Inspired by recent work on neural network image generation which rely on backpropagation towards the network inputs, we present a proof-of-concept system for speech texture synthesis and voice conversion based on two mechanisms: approximate inversion of the representation learned by a speech recognition neural network, and on matching statistics of neuron activations between different source and target utterances. Similar to image texture synthesis and neural style transfer, the system works by optimizing a cost function with respect to the input waveform samples. To this end we use a differentiable mel-filterbank feature extraction pipeline and train a convolutional CTC speech recognition network. Our system is able to extract speaker characteristics from very limited amounts of target speaker data, as little as a few seconds, and can be used to generate realistic speech babble or reconstruct an utterance in a different voice.

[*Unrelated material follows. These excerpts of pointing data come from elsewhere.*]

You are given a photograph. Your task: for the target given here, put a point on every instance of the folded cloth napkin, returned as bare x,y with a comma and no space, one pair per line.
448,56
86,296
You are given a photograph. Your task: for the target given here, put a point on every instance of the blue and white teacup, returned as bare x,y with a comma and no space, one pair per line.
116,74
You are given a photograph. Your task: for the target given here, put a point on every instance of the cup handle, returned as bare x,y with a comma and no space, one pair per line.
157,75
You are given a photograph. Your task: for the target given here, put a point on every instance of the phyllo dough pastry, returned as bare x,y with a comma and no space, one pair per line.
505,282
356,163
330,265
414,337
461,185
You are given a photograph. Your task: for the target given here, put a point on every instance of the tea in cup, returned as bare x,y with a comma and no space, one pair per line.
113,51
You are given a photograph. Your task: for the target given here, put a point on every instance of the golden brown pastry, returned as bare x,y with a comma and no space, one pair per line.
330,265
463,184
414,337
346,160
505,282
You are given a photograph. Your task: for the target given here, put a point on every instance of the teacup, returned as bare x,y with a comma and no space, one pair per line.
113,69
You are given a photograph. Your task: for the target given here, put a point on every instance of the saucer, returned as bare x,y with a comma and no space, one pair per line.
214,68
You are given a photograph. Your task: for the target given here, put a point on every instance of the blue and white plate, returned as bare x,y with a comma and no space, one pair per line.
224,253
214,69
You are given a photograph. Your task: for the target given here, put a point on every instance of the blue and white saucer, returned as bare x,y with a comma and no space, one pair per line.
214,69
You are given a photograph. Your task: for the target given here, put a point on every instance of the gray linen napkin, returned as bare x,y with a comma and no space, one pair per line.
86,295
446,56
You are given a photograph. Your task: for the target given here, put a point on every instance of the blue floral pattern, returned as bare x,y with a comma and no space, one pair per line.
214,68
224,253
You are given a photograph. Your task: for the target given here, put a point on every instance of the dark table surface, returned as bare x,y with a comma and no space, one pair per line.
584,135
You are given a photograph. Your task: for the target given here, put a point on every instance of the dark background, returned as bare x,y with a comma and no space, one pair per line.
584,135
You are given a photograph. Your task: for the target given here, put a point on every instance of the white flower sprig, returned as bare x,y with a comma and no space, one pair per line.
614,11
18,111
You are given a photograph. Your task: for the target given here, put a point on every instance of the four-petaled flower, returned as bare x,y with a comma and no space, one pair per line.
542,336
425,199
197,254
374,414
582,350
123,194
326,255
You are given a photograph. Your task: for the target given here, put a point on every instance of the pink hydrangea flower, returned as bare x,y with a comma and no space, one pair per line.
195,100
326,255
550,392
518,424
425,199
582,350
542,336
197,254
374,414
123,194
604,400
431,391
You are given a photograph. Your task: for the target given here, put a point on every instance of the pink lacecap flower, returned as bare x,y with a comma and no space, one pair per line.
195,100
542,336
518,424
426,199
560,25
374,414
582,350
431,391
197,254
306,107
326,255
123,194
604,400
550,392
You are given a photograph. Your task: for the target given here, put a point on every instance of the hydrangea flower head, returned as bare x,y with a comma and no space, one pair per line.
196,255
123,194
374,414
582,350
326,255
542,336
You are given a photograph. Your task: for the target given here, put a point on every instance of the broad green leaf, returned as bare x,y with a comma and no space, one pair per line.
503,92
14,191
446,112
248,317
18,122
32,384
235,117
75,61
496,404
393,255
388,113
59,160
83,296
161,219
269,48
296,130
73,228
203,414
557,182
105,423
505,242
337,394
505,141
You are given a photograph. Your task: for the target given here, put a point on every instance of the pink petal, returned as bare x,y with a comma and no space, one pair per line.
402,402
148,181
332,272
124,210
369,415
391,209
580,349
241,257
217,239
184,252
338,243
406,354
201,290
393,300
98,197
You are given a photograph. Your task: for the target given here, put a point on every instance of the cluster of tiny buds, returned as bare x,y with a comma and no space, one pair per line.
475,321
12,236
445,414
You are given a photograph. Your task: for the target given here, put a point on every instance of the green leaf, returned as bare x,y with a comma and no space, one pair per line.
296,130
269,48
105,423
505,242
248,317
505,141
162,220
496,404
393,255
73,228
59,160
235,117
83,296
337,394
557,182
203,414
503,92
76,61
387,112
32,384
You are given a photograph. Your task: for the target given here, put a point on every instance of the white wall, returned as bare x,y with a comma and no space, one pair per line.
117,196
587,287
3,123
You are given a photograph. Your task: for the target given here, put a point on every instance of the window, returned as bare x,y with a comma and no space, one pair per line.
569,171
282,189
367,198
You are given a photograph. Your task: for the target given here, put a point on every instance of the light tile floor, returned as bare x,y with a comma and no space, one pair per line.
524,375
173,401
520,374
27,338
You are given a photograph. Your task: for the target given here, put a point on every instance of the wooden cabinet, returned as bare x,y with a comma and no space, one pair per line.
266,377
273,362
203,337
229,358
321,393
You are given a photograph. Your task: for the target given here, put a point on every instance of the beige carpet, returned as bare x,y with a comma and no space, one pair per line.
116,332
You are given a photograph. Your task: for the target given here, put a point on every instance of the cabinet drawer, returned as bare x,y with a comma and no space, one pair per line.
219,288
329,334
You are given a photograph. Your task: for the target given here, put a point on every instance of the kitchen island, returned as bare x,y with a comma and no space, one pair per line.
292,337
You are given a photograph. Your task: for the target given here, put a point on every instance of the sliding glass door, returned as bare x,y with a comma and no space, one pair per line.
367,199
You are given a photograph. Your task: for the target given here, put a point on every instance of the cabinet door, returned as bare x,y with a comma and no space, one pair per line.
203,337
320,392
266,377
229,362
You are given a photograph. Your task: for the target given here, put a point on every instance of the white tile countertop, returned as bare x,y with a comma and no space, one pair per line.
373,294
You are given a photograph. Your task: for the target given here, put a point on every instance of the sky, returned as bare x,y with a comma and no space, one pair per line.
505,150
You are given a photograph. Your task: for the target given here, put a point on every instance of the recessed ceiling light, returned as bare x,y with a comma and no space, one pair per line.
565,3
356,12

Limitations and Future Work
We demonstrate a proof-of-concept speech texture synthesis and voice conversion system that derives a statistical description of the target voice from the activations of a deep convolutional neural network trained to perform speech recognition. The main benefit of the proposed approach is the ability to utilize very limited amounts of data from the target speaker. Leveraging the distribution of natural speech captured by the pretrained network, a few seconds of speech are sufficient to synthesize recognizable characteristics of the target voice. However, the proposed approach is also quite slow, requiring several thousand gradient descent steps. In addition, the synthesized utterances are of relatively low quality.
The proposed approach can be extended in may ways. First, analogously to the fast image style transfer algorithms, the Gram tensor loss can be used as additional supervision for a speech synthesis neural network such as WaveNet or Tacotron. For example, it might be feasible to use the style loss to extend a neural speech synthesis system to a wide set of speakers given only a few seconds of recorded speech from each one. Second, the method depends on a pretrained speech recognition network. In this work we used a fairly basic network using feature extraction parameters tuned for speech recognition. Synthesis quality could probably be improved by using higher sampling rates, increasing the window overlap and running the network on linear-, rather than mel-filterbank features.